Leafing through the pages of a book of European art history, it is impossible not to notice the presence of carpets in so many images depicting religious scenes and daily life. In paintings dating from the Middle Ages onwards, we can see carpets laid onto the ground, at the feet of the Virgin Mary and the saints. Carpets laid on tables, with food and objects of symbolic significance upon them, were also depicted in order to set the representation of the sacred in a special position. What all these paintings have in common is that they bear witness to the notion of carpets as a place of excellence: carpets work as Sacred Ground, as something exclusive and solemn. That is the message conveyed by ‘Sacred Ground: Carpets in Painting’ at the Galleria Moshe Tabibnia.

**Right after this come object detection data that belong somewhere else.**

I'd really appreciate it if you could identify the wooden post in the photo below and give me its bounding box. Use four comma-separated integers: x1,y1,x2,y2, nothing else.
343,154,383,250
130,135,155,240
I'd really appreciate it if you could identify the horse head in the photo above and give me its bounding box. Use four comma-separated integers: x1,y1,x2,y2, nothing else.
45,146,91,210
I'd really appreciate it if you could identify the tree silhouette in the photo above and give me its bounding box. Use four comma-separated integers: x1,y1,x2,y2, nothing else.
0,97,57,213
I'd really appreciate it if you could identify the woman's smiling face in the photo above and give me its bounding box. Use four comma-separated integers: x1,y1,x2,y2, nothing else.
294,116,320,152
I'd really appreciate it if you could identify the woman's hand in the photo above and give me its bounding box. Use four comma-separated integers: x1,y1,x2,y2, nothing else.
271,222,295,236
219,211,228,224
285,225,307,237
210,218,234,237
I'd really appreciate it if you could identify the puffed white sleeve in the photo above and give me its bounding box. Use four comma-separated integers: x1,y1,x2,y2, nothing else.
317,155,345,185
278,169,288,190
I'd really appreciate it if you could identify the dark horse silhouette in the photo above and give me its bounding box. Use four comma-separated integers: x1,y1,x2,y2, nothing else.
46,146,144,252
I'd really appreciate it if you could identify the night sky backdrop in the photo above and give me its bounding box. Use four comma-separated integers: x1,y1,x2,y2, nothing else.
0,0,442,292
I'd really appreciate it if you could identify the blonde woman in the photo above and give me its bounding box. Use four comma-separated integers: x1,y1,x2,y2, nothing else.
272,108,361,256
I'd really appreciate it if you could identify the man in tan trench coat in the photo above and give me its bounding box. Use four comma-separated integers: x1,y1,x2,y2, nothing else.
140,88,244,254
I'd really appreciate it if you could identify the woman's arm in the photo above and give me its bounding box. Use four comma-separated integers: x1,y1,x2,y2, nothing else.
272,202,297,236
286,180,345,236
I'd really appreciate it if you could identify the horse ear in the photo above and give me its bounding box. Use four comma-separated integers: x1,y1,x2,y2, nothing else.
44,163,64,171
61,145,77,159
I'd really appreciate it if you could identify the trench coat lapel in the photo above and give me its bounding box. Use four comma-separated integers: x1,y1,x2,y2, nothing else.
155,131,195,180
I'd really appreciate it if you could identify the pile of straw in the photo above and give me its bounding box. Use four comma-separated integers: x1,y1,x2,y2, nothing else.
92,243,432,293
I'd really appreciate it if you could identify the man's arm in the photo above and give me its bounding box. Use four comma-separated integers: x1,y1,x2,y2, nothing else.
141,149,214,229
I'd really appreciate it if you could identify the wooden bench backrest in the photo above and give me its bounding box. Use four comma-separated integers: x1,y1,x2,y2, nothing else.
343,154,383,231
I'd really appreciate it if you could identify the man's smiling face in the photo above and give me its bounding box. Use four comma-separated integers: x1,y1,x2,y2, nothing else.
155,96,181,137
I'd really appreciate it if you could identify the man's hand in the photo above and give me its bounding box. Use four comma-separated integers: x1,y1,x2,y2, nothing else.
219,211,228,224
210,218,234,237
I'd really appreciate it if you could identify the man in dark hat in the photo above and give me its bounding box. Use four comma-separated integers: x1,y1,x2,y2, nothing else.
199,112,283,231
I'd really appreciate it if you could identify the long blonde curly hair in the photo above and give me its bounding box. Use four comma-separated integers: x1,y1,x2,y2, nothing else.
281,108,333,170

This is the underlying assumption for the exhibition which works through the history of painting and textile art from the Middle Ages to the 19th century. In this perspective, a number of remarkable ancient carpets will be presented, along with several famous paintings. It should be noted that such a journey will allow the viewer to realise that many of the ancient carpets in the Moshe Tabibnia Collection are depicted in paintings by great masters that are preserved in the collections of two renowned museums, the Pinacoteca di Brera and the Museo Poldi Pezzoli. The close relationship of these museums and Galleria Moshe Tabibnia allows anyone willing to discover more about ancient textile art and painting to see this exhibition, in a two-way movement between the two museums and our gallery, allowing visitors to see the artifacts displayed with raised awareness.
Sacred Ground: Carpets in Painting is an intertwining of wefts and brushstrokes that allows the viewers to discover the value of carpets throughout the centuries. Carpets acquired a special allure in visual arts, thanks to the symbolism and allegorical significance attributed to them from the Middle Ages to modernity. Carpets carried significant symbolic and allegorical meaning in ancient and modern figurative art, hinting at the heavenly status of the Virgin Mary and the saints, an allusion to the earthly power of kings and emperors, and also an allegory of the transience of life and beauty (for instance, in 17th-century still lives representing the theme of vanitas).
The connection between painting and carpets is still visible today, in the way certain types of carpets are designated with the names of the painters who first depicted them, as is the case with the so-called ‘Tintoretto’, ‘Lotto’, and ‘Holbein’ Anatolian carpets,which owe their names to the three masters who depicted them so masterfully.